In the further adventures of Throbbing Gristle as the most ingratiating band on the planet, the four original members turned on all the house lights in the Grand Ballroom last night, uncoiled an incessant low, seraphic noise from the stage, and started their first set in San Francisco since 1981’s famous show at Kezar Pavilion with “Very Friendly,” a peppy little tune about murdering children.
“No matter how fucking loud you yell,” declared a sort-of-almost-halfway-transgendered Genesis P-Orridge, “my voice will always be louder than yours.”
That could very well be Throbbing Gristle’s motto: Our voice will always be louder than yours. Of course, the band was quiet for years. In the aftermath of the Kezar show, they stopped performing, and the live album from that swan song, Mission of Dead Souls, served as a final spurt from one of the world’s most abrasive, interesting and unique groups. Last night’s return to the city of Dead Souls was a historic event, yes. It was also a sonically vicious onslaught, and its voice, definitely, was louder than yours.

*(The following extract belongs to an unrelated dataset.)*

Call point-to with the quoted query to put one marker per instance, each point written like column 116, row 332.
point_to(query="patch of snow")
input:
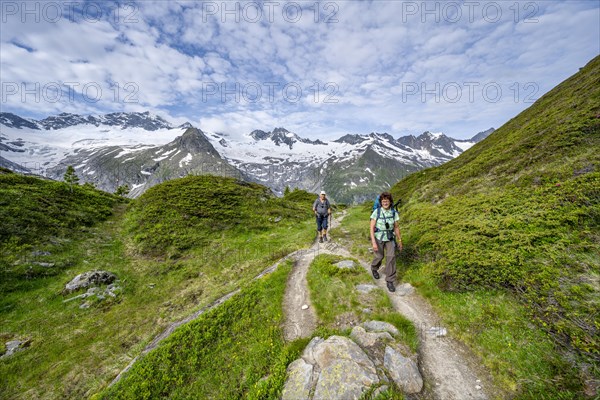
column 185, row 160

In front of the speakers was not the healthiest place to be standing, where both physical and mental faculties were repeatedly strained by jarring stabs of digital knifeplay from the laptops of Chris Carter and Peter “Sleazy” Christopherson. And yet in front of the speakers was the most appropriate place to fully absorb the live experience, a full-body workout unavailable on Throbbing Gristle’s albums. The health of their audience is not a concern. The bass sounds blew loose-fitting clothes with each gut-churning wallop; up in the piercing tweeter range lay Cosey Fanni Tutti’s slide guitar abstractions; and in the middle of it all, the soul of the band, P-Orridge, delivering litany after litany on death, bondage, masturbation, mayhem and disorder.
In a blonde wig, orange blouse, pink skirt and brown vest, the bosomed P-Orridge commanded the stage, intractable during the frightening narratives of classic Throbbing Gristle material like 20 Jazz Funk Greats’ “What a Day” and “Persuasion,” and Mission of Dead Souls‘ “Something Came Over Me.”
A dash of humor came when a note was thrown on stage. “Genesis: Thank you for creating you,” P-Orridge read out loud, reciting the note. “Love, Stephanie. Call me.” Then, to make sure that everyone had a chance to write it down, P-Orridge twice read off Stephanie’s phone number. “Stephanie has brown hair, a blue dress, some cleavage,” he continued, “and she’s ready to be created with you.”
For as much as P-Orridge is painted as an antagonist, an iconoclast, and an artistic anarchist, he is still, in his heart, a human being. During the lone song played last night with the lights dimmed, the new song “Almost a Kiss,” he stepped back from each verse to unfurl his arms and plead to the skies for a love that had mysteriously disappeared. It was a dark, revelatory moment, unveiling the universal sadness that is so often shrouded in Throbbing Gristle’s industrial venom.
The show ended sweetly, with P-Orridge introducing his daughter Genesse to the crowd, and concluded with a long, long version of “Discipline,” which the up-till-then staid crowd took to heart by finally becoming undisciplined; bodies started moving, someone in the back dropped their drink, a fight broke out in the balcony. Finally, all the ingratiation had worked. Finally, Throbbing Gristle had made their grand return. And just like that, with an appreciative bow and no encore, they were gone again.